December 21, 2024

Euro Zone Officials Give Greece Additional $2.8 Billion in Loans

ATHENS — Euro zone officials on Monday approved the release of €2.8 billion in loans to Greece, the country’s Finance Ministry said, paving the way for the approval of an additional €6 billion installment of aid at a meeting of the currency union’s finance ministers in mid-May.

The Greek Parliament late Sunday approved a controversial plan to dismiss 15,000 civil servants by the end of next year as part of a new package of economic measures that the country must enforce in order to receive continued financing from the troika of foreign creditors: the International Monetary Fund, the European Central Bank and the European Commission.

The €2.8 billion, or $3.7 billion, approved Monday in Brussels was originally to have been disbursed in March but was delayed after negotiations between Greece and the troika stalled over the creditors’ demands for civil service cuts.

“There was a positive evaluation of the implementation of the Greek program and clear references to the decisiveness of the government in proceeding with reforms set out in the program,” the Greek Finance Ministry said.

The disbursement of the €6 billion installment of loans, in May, is dependent on the adoption of further measures by Athens, including an overhaul of the tax collection system.

The government’s latest measures passed into law in a vote held shortly before midnight on Sunday with 168 votes in the 300-seat House.

A last-minute amendment allowing the local authorities to hire young Greeks for less than the minimum wage of €586 a month fueled angry protests by the political opposition.
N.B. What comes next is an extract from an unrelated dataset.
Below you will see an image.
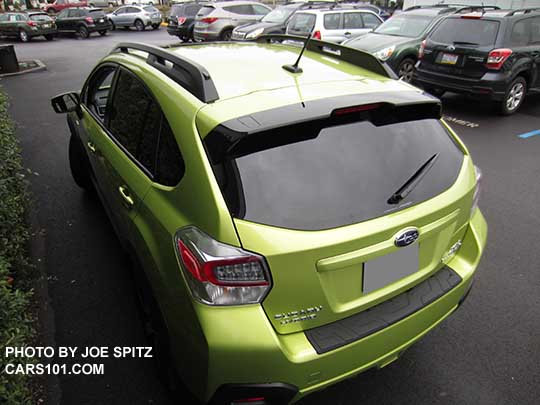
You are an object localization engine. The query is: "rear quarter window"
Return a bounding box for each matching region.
[429,18,500,46]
But the inclusion of measures intended to ease some of the financial burden on homeowners, including a 15 percent reduction in a new property tax, clinched the support of lawmakers in the three-party ruling coalition.

Defending the bill, the finance minister, Yannis Stournaras, insisted that there was no choice but to implement the measures. “Greece is still cut off from the markets,” he told lawmakers, adding that the government’s chief aim was to achieve a primary surplus before seeking a further “drastic” reduction of its debt, which stood at 160 percent of gross domestic product at the end of last year.
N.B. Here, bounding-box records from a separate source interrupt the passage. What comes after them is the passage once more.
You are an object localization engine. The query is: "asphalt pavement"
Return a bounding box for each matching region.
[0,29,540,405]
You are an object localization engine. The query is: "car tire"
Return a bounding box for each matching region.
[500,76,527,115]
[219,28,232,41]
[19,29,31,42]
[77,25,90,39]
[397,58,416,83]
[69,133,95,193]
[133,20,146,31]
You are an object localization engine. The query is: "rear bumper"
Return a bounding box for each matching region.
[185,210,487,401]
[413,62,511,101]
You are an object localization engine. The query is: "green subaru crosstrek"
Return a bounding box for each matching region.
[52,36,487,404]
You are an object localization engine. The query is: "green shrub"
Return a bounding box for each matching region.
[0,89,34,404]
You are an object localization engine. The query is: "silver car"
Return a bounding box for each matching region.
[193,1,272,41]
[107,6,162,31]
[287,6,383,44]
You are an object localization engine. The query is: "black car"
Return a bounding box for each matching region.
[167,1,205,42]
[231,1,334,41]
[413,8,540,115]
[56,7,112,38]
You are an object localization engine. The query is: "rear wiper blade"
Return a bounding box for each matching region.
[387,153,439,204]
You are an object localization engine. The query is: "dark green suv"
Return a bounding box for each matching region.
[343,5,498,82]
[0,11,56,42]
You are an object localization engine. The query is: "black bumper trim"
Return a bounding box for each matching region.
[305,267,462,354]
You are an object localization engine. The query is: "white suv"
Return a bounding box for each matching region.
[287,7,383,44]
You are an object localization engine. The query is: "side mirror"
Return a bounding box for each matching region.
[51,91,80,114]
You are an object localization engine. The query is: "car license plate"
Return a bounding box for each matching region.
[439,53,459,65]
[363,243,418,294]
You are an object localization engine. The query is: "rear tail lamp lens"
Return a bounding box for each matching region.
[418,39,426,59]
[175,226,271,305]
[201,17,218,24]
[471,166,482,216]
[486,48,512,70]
His claims were derided by the opposition. “With blood, tears and looting, they will achieve surpluses like those achieved by Ceausescu in Romania and Pinochet in Chile,” said Alexis Tsipras, leader of the main leftist opposition party, Syriza, which wants Greece to revoke its agreement with the troika.

“Claim back your lives and your country that they are stealing,” he said as a few hundred people, mostly civil servants, staged a low-key protest outside Parliament.

The ruling coalition, led by Prime Minister Antonis Samaras, faces a difficult balancing act to reassure its foreign creditors and its long-suffering citizens, who have seen their incomes dwindle by a third and unemployment skyrocket to 27 percent in the past three years.